Caused by: org.jets3t.service.impl.rest.HttpException

at org.jets3t.service.impl.rest.httpclient.RestStorageService.performRequest(RestStorageService.java:415)

at org.jets3t.service.impl.rest.httpclient.RestStorageService.performRequest(RestStorageService.java:264)

at org.jets3t.service.impl.rest.httpclient.RestStorageService.performRestHead(RestStorageService.java:912)

at org.jets3t.service.impl.rest.httpclient.RestStorageService.getObjectImpl(RestStorageService.java:2107)

at org.jets3t.service.impl.rest.httpclient.RestStorageService.getObjectDetailsImpl(RestStorageService.java:2036)

at org.jets3t.service.S3Service.getObjectDetails(S3Service.java:2429)

at org.jets3t.service.S3Service.getObjectDetails(S3Service.java:1628)

… 29 more

INFO 2015-04-23 00:17:29,404 [ZkCoordinator-0] io.druid.server.coordination.ZkCoordinator: Node[/druid/loadQueue/ec2-23-20-225-195.compute-1.amazonaws.com:7103/ignite_nmfnl_cube_t35_2015-01-11T00:00:00.000Z_2015-01-12T00:00:00.000Z_2015-04-23T00:06:33.062Z] was removed

Hi Vishal, are you sure the keys you are using have both read and write access, and not just write access?

the keys are not specifically set for these buckets so given some other jobs are running fine I’m assuming this one should also have the correct key.
I’m checking further.

Hi,

The permissions on that S3 files seems to be ok.

Where is druid do i see the key being used to access.

-Vishal

If you are on 0.7.x, the s3 credentials are in the common.runtime.properties.

If you are on 0.6.x, they should be in the runtime.properties associated with the historical.

BTW, is the error occurring for all recently generated segments or just one in particular?

Hi Fangjin,

looks like some of the historical nodes are not updating the key.
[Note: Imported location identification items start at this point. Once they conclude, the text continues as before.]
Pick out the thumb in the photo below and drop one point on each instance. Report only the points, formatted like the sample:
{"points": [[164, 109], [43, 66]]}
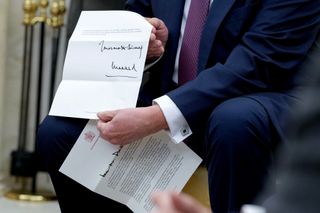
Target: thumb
{"points": [[185, 203], [107, 115]]}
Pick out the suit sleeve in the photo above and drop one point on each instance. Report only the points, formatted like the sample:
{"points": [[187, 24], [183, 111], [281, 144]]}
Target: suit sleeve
{"points": [[266, 59]]}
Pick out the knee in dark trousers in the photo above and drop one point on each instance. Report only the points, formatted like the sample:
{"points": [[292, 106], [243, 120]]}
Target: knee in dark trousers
{"points": [[239, 146]]}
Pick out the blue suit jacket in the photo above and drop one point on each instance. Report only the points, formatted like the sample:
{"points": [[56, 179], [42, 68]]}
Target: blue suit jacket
{"points": [[248, 48]]}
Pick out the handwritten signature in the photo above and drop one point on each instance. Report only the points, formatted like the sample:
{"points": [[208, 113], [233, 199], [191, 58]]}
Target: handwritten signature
{"points": [[129, 47]]}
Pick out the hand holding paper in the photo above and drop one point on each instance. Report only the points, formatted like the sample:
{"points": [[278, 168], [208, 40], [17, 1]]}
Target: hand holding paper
{"points": [[105, 59]]}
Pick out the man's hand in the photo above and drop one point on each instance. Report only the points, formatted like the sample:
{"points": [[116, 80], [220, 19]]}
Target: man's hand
{"points": [[127, 125], [172, 202], [158, 38]]}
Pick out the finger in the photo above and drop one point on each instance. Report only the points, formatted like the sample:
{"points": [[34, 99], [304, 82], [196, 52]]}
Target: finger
{"points": [[106, 115], [187, 204]]}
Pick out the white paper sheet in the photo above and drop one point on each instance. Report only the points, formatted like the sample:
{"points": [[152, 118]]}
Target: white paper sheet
{"points": [[129, 174], [104, 64]]}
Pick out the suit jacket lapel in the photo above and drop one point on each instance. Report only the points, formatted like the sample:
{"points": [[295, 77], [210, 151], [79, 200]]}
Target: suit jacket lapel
{"points": [[218, 11]]}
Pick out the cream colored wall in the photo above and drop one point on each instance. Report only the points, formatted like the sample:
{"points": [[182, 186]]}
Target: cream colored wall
{"points": [[11, 56]]}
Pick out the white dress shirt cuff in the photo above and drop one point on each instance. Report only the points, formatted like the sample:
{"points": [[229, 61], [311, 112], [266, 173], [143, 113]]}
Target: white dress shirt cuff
{"points": [[178, 127]]}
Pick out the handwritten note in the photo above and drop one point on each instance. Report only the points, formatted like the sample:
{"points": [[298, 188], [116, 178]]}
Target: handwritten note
{"points": [[104, 64]]}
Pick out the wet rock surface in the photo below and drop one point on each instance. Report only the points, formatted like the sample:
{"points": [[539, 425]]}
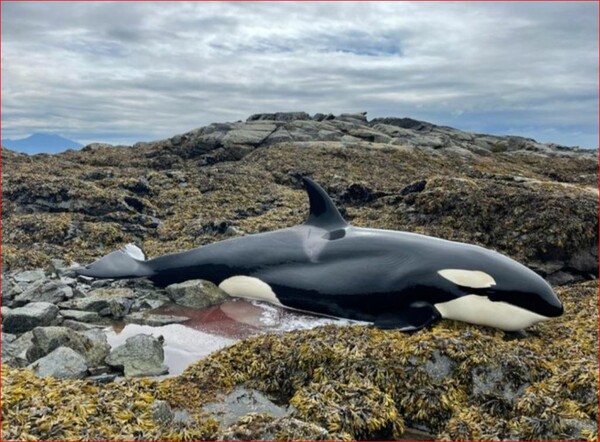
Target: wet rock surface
{"points": [[63, 362], [534, 202], [196, 293], [141, 355], [23, 319]]}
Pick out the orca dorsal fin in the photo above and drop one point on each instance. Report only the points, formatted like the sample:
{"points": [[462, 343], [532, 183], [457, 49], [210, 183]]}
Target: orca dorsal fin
{"points": [[323, 212]]}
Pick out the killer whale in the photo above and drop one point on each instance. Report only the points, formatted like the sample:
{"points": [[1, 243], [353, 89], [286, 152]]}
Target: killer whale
{"points": [[394, 279]]}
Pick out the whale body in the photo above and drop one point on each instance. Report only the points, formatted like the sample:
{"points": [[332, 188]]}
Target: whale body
{"points": [[394, 279]]}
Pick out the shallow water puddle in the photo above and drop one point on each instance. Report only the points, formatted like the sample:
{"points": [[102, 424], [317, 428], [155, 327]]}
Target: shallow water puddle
{"points": [[216, 327]]}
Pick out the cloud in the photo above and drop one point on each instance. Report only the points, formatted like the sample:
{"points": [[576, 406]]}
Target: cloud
{"points": [[133, 70]]}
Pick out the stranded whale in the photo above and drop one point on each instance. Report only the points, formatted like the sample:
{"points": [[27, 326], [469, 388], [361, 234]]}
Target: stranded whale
{"points": [[394, 279]]}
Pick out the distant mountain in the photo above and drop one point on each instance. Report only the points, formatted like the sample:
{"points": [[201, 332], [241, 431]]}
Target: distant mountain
{"points": [[41, 143]]}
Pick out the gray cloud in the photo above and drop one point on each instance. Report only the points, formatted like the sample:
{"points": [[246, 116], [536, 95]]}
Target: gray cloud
{"points": [[124, 70]]}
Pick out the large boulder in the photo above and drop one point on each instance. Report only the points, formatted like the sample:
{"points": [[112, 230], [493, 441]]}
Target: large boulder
{"points": [[63, 363], [92, 345], [141, 355], [14, 349], [115, 302], [34, 314], [196, 293]]}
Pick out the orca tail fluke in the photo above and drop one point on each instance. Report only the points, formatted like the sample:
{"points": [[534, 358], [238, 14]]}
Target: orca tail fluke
{"points": [[129, 262]]}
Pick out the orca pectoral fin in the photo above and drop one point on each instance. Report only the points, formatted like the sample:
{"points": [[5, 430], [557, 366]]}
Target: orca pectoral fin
{"points": [[413, 317]]}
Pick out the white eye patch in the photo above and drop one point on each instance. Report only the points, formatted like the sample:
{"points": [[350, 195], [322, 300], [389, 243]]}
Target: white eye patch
{"points": [[250, 288], [468, 278]]}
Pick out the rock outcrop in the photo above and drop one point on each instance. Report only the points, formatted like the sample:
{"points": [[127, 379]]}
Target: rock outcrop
{"points": [[534, 202]]}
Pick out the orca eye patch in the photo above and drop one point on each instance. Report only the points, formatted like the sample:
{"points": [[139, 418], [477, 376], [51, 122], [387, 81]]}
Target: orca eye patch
{"points": [[475, 279], [335, 234]]}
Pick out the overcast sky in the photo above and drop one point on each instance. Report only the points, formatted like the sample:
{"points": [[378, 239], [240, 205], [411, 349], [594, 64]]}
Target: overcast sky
{"points": [[126, 72]]}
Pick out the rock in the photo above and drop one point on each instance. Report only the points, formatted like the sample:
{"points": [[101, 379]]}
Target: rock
{"points": [[53, 292], [63, 363], [79, 326], [149, 302], [154, 320], [141, 355], [10, 289], [241, 401], [105, 301], [280, 116], [14, 351], [58, 267], [252, 134], [80, 316], [417, 186], [34, 314], [585, 261], [29, 276], [92, 344], [358, 118], [161, 412], [7, 338], [196, 293], [104, 378]]}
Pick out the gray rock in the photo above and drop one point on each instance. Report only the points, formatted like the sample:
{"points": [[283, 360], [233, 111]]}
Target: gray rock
{"points": [[58, 266], [64, 363], [252, 134], [196, 293], [29, 276], [8, 338], [241, 401], [141, 355], [162, 412], [104, 301], [358, 118], [53, 292], [80, 316], [10, 289], [79, 326], [149, 302], [144, 318], [585, 261], [439, 367], [34, 314], [103, 378], [92, 344], [280, 116], [14, 351]]}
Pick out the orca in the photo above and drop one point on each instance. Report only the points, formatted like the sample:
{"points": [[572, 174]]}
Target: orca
{"points": [[393, 279]]}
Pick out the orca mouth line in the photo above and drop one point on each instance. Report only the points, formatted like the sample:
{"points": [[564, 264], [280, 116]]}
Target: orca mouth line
{"points": [[549, 309]]}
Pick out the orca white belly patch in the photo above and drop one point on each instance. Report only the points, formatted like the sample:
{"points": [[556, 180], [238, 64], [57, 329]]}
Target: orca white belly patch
{"points": [[480, 310], [250, 288], [475, 279]]}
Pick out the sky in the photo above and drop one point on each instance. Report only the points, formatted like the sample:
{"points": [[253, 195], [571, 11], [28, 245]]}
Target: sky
{"points": [[128, 72]]}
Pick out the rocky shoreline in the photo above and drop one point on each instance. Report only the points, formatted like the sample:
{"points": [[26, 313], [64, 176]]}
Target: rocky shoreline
{"points": [[62, 380], [52, 323]]}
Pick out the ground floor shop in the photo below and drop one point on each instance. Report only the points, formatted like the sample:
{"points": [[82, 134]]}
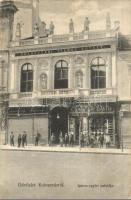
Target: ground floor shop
{"points": [[86, 123]]}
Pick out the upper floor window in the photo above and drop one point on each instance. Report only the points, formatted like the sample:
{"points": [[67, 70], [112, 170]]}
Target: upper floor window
{"points": [[98, 73], [43, 81], [61, 75], [26, 78], [79, 79]]}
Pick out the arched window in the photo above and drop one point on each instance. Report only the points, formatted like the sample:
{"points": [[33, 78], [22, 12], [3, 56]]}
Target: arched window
{"points": [[98, 73], [79, 79], [43, 81], [61, 75], [26, 78]]}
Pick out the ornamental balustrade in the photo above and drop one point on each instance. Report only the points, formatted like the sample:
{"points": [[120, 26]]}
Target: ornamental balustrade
{"points": [[63, 38], [94, 94]]}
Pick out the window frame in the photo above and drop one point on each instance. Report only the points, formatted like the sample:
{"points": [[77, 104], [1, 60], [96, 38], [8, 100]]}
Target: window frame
{"points": [[26, 81], [98, 81]]}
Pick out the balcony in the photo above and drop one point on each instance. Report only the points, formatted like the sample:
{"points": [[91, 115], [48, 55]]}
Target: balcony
{"points": [[58, 93], [65, 93]]}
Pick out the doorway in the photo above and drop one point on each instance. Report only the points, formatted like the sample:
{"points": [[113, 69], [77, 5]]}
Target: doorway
{"points": [[59, 122]]}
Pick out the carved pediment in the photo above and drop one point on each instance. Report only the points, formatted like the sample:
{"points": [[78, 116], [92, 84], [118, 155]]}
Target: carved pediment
{"points": [[79, 60], [42, 63]]}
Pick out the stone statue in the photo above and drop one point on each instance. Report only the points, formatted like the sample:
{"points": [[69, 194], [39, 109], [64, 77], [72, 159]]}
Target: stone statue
{"points": [[79, 80], [36, 30], [71, 26], [108, 22], [52, 27], [43, 81], [86, 24], [18, 31]]}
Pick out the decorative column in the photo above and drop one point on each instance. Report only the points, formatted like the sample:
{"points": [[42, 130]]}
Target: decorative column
{"points": [[35, 79], [1, 74], [70, 74], [129, 69], [114, 69], [109, 72], [12, 76]]}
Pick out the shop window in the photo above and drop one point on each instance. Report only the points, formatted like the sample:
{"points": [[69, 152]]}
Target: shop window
{"points": [[79, 79], [98, 73], [43, 81], [26, 78], [61, 75]]}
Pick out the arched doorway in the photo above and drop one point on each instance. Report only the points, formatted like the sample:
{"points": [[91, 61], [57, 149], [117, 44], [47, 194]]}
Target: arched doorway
{"points": [[61, 75], [59, 122]]}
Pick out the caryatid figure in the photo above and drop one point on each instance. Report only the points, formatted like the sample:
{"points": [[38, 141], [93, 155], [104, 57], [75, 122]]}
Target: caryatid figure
{"points": [[71, 26], [52, 27], [36, 30], [86, 24]]}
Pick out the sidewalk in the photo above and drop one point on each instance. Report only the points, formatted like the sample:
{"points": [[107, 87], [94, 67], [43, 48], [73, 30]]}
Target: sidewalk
{"points": [[66, 149]]}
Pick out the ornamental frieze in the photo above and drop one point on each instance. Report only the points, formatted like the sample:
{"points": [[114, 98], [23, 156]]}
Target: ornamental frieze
{"points": [[42, 63], [79, 60]]}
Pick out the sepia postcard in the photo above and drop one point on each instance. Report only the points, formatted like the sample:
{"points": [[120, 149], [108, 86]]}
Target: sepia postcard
{"points": [[65, 99]]}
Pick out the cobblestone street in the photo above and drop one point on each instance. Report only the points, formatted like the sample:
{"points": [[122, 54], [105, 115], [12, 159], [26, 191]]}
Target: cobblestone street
{"points": [[63, 175]]}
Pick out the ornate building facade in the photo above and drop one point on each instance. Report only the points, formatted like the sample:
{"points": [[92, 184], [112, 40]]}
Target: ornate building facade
{"points": [[76, 82]]}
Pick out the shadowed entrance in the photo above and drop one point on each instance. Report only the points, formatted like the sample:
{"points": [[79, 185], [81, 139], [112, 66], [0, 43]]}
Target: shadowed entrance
{"points": [[59, 122]]}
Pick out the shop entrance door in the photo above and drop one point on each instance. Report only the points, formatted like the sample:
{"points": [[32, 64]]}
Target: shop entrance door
{"points": [[59, 123]]}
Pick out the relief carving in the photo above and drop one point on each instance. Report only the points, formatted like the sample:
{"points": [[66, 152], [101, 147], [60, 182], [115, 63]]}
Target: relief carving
{"points": [[42, 63], [43, 81], [79, 60]]}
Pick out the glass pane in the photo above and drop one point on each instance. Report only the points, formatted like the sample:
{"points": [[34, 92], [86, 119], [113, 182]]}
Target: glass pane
{"points": [[30, 75], [23, 87], [95, 61], [102, 82], [101, 61], [23, 76], [64, 74], [29, 67], [64, 64], [29, 86], [24, 68], [58, 64]]}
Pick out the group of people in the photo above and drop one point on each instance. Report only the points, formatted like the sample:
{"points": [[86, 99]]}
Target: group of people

Some do have the right key.

Seems like awscredentialsprovider.java isn’t running and hence not updating the key.

Do you know how can I restart/resync the key using the above class. What runs it?

-Vishal

Are you guys providing the s3 credentials via a file? If you are setting druid.s3.fileSessionCredentials, this is probably the case. I’m not incredibly familiar with this code as some other folks at Netflix originally contributed it. If the credentials in the file seem correct, perhaps the sync is slow or there is a bug in the logic. Restarting a historical node should provide the most immediate workaround although some further investigation seems warranted for this case.

we restarted the tomcat on the node that refreshed the key. we are looking fine now.

I’ll check more on why it stopped and if it retries

thanks for your help

-Vishal

Great to hear things got resolved!